My business, Artful Leadership Coaching & Consulting, was born out of 25 + years of working with youth, families, and staff in high stress/ high trauma settings in social services, juvenile justice, and education. It’s a coming together of all the skills and practices I’ve developed over the years that: -Help young people heal and learn, -Build a strong community culture that sustains students and staff through challenging times, -And support staff to stay out of burn out and overwhelm so that they can accomplish their mission effectively and sustainably. This past year has been traumatic for everyone. Educators and students have had a particularly rough time during the pandemic. I’m passionate about helping leaders in organizations and schools prioritize their own well-being so that they can lead with a full tank and build a healing-centered culture with that will get students and staff through this stressful time. I am excited to support those who know that students and staff have to feel safe, secure, and connected in order to teach and learn. I offer coaching, consulting & thought partnership to leaders, and training, professional development, and group coaching to teams, and host monthly self-care spaces for educators where we role model the practices that work best with young people. What makes my approach so unique is that the arts, movement and play are embedded in everything I do, making the work joyful and fun! I want the world to know that there is a better way to get through this, and that’s by putting our own healing and well-being first, staying in community, and tapping into creativity to reimagine what’s next.
If you had a friend visiting you, what are some of the local spots you’d want to take them around to?
Balboa Park is one of my favorite places to wander on wheels or on foot, to picnic, and people watch. It’s also become a popular spot for rollerskaters to cruise around the plazas. It’s always fun to pop into the organ pavilion and listen to some music or watch street performers show off their talents along the prado. Panama 66 is a great place to grab a beer and a snack after a long walk. The sculpture garden in the back is beautiful, kid friendly, and spacious. My stomping grounds in North Park/ Normal Heights/ University Heights are full of great places to eat, drink and be merry-even in the pandemic. I would make sure to catch brunch at Cafe 21, some live jazz on a Tuesday night at Madison on Park, a burrito at El Zarape, and a pint at one the many local breweries. Papalecco in Kensington has the best gelato if you’re craving dessert! A favorite night time spot is the rooftop at Ska Bar on Adams Ave with lots of fresh air, delicious cocktails, and great views. Daytime explorations would include Mission trails, the tidepools in Pt Loma, and a stroll around La Jolla Cove. I love the versatility of SD and would also head up to the Cuyamacas and hike up to Stonewall Peak and grab some pie up in Julian. Too many great places to list them all here!

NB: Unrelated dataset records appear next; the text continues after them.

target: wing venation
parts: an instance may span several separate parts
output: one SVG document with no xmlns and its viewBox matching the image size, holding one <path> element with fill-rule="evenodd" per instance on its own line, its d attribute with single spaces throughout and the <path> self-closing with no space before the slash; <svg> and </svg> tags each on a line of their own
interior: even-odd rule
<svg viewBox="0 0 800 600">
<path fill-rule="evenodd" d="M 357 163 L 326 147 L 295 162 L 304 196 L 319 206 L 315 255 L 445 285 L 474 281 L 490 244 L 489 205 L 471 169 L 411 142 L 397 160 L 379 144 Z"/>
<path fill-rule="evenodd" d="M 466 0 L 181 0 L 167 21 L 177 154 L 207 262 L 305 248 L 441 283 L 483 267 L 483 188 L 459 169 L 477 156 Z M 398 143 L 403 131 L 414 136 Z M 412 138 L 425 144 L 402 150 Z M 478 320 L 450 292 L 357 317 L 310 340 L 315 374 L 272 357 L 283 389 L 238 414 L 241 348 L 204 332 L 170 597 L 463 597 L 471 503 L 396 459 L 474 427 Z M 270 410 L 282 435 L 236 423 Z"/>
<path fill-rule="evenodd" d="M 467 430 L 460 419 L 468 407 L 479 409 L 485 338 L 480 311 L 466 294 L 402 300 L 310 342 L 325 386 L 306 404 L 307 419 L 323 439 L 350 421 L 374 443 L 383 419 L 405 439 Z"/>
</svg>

Who else deserves some credit and recognition?
I want to shout out the San Diego Creative Youth Development Network-a community of arts educators whose devotion to empowering young people through creativity inspires me daily! They stand for youth leadership, racial justice, and collective action, and the loving community they have created during the pandemic has become a second family for me! Other folks who derserve big props: Judith Greer Essex, the founder of the Expressive Arts Institute has been an impactful role model for me as an artist/ healer/ educator. I owe a great debt to the example she set for me and my fellow expressive arts therapists. My business mentor Sage Lavine without whom I would have no business. My partner in good trouble Ann Davis who brilliantly supports students and educators in their healing deserves a major shout out for keeping me sane in my journey to entrepreneurship and being my ride-or-die when I’m exploring new territories in zoom land! Lastly, I wouldn’t be here without the love and encouragement my parents and besties who have always believed in me and loved me fiercely!